Luckily, she was a self-employed artist. Nobody could fire her for being pregnant, and she could still work throughout pregnancy and after. She wondered if Steve had thought it through before getting her pregnant. They were both puzzled and confused when they found out that she was pregnant. They always used at least a condom during sex. She had tried birth control pills, but all of the drugs on the market made her dizzy and irritated. She could neither enjoy the relationship nor properly work on her projects while being on them. And people were praising the pills as a miracle of medicine. She rolled her eyes. One day something would come around that could switch fertility on and off like a light switch, but it seemed to be something from the distant future.

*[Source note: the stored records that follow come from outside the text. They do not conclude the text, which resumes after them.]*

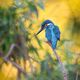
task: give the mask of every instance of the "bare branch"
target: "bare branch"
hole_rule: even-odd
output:
[[[51,43],[49,43],[49,42],[47,42],[47,43],[48,43],[48,45],[52,48]],[[53,50],[53,52],[54,52],[54,54],[55,54],[55,56],[56,56],[56,58],[57,58],[57,60],[58,60],[58,62],[59,62],[59,64],[60,64],[61,72],[63,73],[64,80],[68,80],[67,71],[66,71],[66,69],[65,69],[65,67],[64,67],[64,65],[63,65],[63,63],[62,63],[62,61],[61,61],[61,59],[60,59],[60,57],[58,56],[58,54],[57,54],[57,52],[56,52],[56,49],[53,49],[53,48],[52,48],[52,50]]]

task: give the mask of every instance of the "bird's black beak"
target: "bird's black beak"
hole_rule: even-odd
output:
[[[41,31],[43,31],[44,28],[41,28],[37,33],[36,35],[38,35]]]

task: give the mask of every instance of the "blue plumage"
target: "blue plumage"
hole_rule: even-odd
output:
[[[46,20],[42,23],[39,34],[43,29],[45,29],[45,36],[53,49],[56,49],[57,41],[60,40],[60,30],[58,26],[54,25],[52,21]]]

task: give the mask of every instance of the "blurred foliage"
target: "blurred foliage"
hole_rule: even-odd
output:
[[[54,3],[59,1],[63,0],[54,0]],[[55,57],[51,56],[50,53],[52,52],[49,52],[49,49],[45,50],[43,48],[43,44],[38,39],[38,37],[34,37],[34,39],[38,43],[39,48],[36,47],[34,42],[31,42],[32,34],[30,33],[30,30],[33,30],[32,27],[34,25],[35,19],[39,17],[38,9],[44,9],[43,3],[43,0],[13,0],[11,6],[0,6],[0,62],[3,61],[2,57],[8,54],[11,45],[16,44],[18,47],[14,48],[9,58],[19,65],[22,64],[21,62],[24,63],[25,60],[29,62],[28,69],[30,69],[30,73],[26,71],[26,73],[28,73],[28,80],[63,80],[63,75],[60,71],[60,65],[58,64],[58,61],[55,59]],[[75,11],[73,11],[74,9],[72,8],[72,5],[68,4],[68,6],[70,7],[72,14],[74,14]],[[79,34],[79,18],[75,18],[76,14],[72,14],[69,18],[70,20],[68,22],[68,26],[71,27],[70,31],[72,34]],[[25,22],[28,23],[27,27]],[[71,26],[70,23],[73,25]],[[57,51],[59,51],[61,53],[60,55],[63,56],[61,59],[66,66],[69,80],[79,80],[80,53],[78,53],[78,55],[75,54],[71,50],[72,46],[72,40],[61,39],[57,47]],[[41,60],[39,56],[40,49],[45,50],[46,55],[44,56],[43,60]],[[40,67],[39,69],[34,66],[34,62],[39,64],[39,66],[36,65]],[[25,67],[25,63],[23,65],[22,67]],[[3,67],[4,64],[0,66]],[[28,64],[26,64],[26,66],[28,66]],[[3,74],[1,75],[4,76]],[[4,80],[4,77],[1,75],[0,79]],[[78,79],[76,79],[77,76]],[[22,75],[21,79],[25,80]],[[12,78],[9,80],[12,80]],[[13,78],[13,80],[15,79]]]

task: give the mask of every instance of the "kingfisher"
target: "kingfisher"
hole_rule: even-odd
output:
[[[45,37],[51,44],[53,49],[56,49],[57,42],[60,40],[60,30],[51,20],[45,20],[41,24],[40,30],[36,33],[38,35],[41,31],[45,30]]]

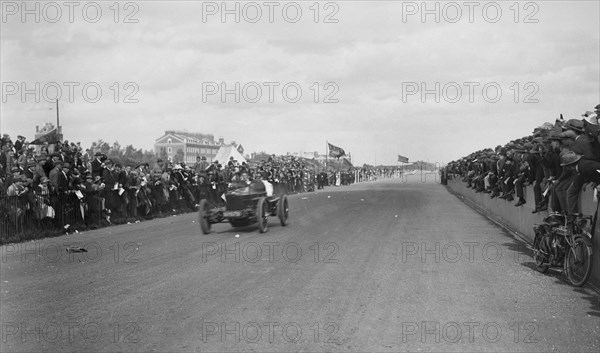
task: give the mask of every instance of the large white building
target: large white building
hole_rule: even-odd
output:
[[[181,161],[186,164],[193,164],[196,162],[196,156],[204,156],[207,162],[212,162],[223,145],[223,138],[215,141],[212,134],[167,130],[154,142],[154,152],[159,157],[166,155],[169,161],[180,161],[181,157]],[[181,152],[178,152],[180,150]]]

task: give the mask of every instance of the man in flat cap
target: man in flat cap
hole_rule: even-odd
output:
[[[584,121],[571,119],[567,122],[567,128],[577,134],[571,145],[571,151],[581,156],[580,159],[600,160],[600,144],[596,138],[592,138],[588,133],[585,133]],[[594,133],[593,130],[588,131]],[[583,184],[584,177],[579,173],[575,173],[573,181],[567,189],[567,212],[569,214],[579,213],[579,194]]]

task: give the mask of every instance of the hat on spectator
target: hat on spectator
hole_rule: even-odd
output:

She had thought about abortion many times during the early days of her pregnancy. She had been confused about the whole situation and was not sure what she wanted. She had wandered around life, and getting a child would at least give her a life purpose. Or so society had taught her.

In a few decades, she could at least look back and say: “See this weird human being that kinda looks like me but has a completely different personality and only visits me once every other month? I made that.”

While it was somewhat sarcastic, it had a truth to it that she could not deny. If her parent were unsarcastically thinking this way? They had been religious all their lives and raised her that way as well. Once she had gotten to university, she had slowly distanced herself from it, but it was still a part of her. Maybe it was why she decided to carry on the pregnancy. Would she have chosen otherwise if her parent had not known? Probably. She could not know for sure, but she did not look forward to another pregnancy after these nine months.

It was turning late afternoon while she had been sleeping on the couch. A honking car outside woke her up. She had dreamed of couples who would get their baby from a store. They would order one and deposit their DNA, then pick it up nine months later. It sounded pretty nice.

Her phone reminder went off. It was time for the late afternoon stretch. Shortly after she had finished, Steve came home. He looked stressed and exhausted from work. She pitied him. He was doing mindless, soulless work in an office of a mid-sized company. He had never been artistic or found his passion, but she was sure he had never really tried. She could not fault him for it. He had just finished university when she got pregnant, so he needed to come up with something quickly. Having a child was a serious investment and required lots of money and time. Or even more money if you don’t have the time.

His parents pushed him into a comfortable office job, and he had not seen another choice. It was a good income, but she hoped that it would not bring him all the side effects of an unfulfilling job. Depression, burnout, carving out his soul.

She hugged him and kissed his cheek and his mood was lighting up. He tried; they both tried to make it work. It surely would not always be easy, but they were both committed to giving it their best.

Thinking about it now, it was a bonding experience. They learned a lot about and from each other over the past nine months. Was it worth the months of pain and the upcoming years of sleepless nights? She could not say. But she hoped for a future in which the downsides of physical and emotional distress were not mandatory.

Everybody should have the option to experience going through a pregnancy, but it should not be necessary for the relationship. Even if society promotes it this way, it does not mean that it can’t or won’t change.

They both sat down on the couch, hugged each other, and continued watching a show they had found a few days ago. At the end of the episode, they were both asleep.